Clap Your Hands Say Yeah

Only Run

Istrionici rappresentati del revival wave americano, tra i primi casi -assieme ai britannici Arctic Monkeys- di fortunata autoproduzione ed intelligente utilizzo del web, i Clap Your Hands Say Yeah, nonostante l'acclamato debutto, non hanno avuto una carriera brillante. Incastrati in una formula invecchiata troppo in fretta e ostentatamente riproposta per anni, avrebbero potuto scomparire nel nulla senza che nessuno se ne accorgesse.

E invece no. A tre anni di distanza dall'ultimo Hysterical, i nostri tornano con un lavoro maturo e inaspettato, approdo ad un suono più elaborato e austero, saturo di influssi dreamy e stratificazioni sonore. Spogliatasi del chitarrista/tastierista Robbie Guertin e del bassista Tyler Sargent, la band rinasce nell'accoppiata Ounsworth-Greenhalgh. Factotum il primo, valido braccio destro -parti electro e programmazione delle ritmiche- il secondo.

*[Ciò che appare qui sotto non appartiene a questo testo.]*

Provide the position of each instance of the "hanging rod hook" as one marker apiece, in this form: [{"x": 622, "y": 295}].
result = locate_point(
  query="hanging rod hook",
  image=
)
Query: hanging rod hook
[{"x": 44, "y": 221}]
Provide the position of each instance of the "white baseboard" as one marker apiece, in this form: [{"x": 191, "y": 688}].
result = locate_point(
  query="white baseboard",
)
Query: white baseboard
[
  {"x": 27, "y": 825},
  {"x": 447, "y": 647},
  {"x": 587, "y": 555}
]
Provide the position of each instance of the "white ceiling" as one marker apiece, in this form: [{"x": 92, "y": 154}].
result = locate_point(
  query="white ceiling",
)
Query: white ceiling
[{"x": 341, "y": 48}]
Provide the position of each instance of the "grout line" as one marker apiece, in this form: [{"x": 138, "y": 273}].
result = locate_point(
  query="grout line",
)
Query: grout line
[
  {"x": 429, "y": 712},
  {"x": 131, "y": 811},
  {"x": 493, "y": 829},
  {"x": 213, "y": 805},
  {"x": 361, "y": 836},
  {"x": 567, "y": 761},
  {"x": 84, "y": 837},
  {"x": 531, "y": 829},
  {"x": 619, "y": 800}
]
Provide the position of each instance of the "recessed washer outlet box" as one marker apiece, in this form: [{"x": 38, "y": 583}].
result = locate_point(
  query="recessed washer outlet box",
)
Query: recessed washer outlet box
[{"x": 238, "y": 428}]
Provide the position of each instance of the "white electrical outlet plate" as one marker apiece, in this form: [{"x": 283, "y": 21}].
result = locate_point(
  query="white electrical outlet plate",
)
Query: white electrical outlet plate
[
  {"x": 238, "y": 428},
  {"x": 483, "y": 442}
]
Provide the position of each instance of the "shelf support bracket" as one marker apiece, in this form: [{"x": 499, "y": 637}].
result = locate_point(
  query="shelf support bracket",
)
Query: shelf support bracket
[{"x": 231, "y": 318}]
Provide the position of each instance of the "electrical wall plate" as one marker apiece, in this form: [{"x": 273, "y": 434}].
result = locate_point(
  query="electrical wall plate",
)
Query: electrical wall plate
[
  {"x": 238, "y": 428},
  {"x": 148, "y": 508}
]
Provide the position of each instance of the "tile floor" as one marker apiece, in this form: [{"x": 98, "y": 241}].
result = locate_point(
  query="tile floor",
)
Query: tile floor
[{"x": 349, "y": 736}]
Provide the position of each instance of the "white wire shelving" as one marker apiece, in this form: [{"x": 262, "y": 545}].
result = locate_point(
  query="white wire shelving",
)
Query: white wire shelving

Da anarchico e picaresco, il sound del duo si scopre solenne e compatto, dotato di una forte vocazione spaziale. La produzione del duo è tanto curata da contribuire ad una vera visione d'insieme: dalle parti elettroniche, ai trattamenti di patterns ritmici e modulazioni atmosferiche, fino alle chitarre sfrigolanti e sature, il suono complessivo è condensato in un elegante equilibrio tra grazia e rumore, alternando soppesata magniloquenza e convinta introspezione. La prima “As Always” inaugura come si deve questa mutazione sonora: linea di synth grassa, beats massicci, ricamo chitarristico dolciastro che si trova a solcare un fittissimo coacervo texturale. Anche la voce di Alec Ounsworth rinuncia alle acrobazie, pur non perdendo la sua patetica plasticità, mai sopra le righe nel contribuire all'armonia d'insieme. Si continua con l'electro-pop di “Blameless”, tanto semplice nella struttura (drum machine più strati sintetici sullo sfondo), quanto efficace nello sviluppo melodico, passando per la scura cavalcata di “Coming Down” (che vanta come ospite d'eccezione Matt Berninger dei National), fino a citare i Radiohead di Kid A in “Beyond Illusion” e a sfornare un vero goiellino indietronico come “Impossible Request”.

Only Run è un album con una sua precisa identità, e questa è la sua più grande forza. Pezzi come “Only Run” o “Cover Up”, nelle loro rispettive declinazioni, condividono un medesimo lirismo dolente, un mood crepuscolare ed enfatico. L'aria che si respira nei dieci pezzi dell'album è -a suo modo- frizzante e viva. Le impressioni sono quelle di una ritrovata ragion d'essere, di cui questo album è il primo invitante frutto.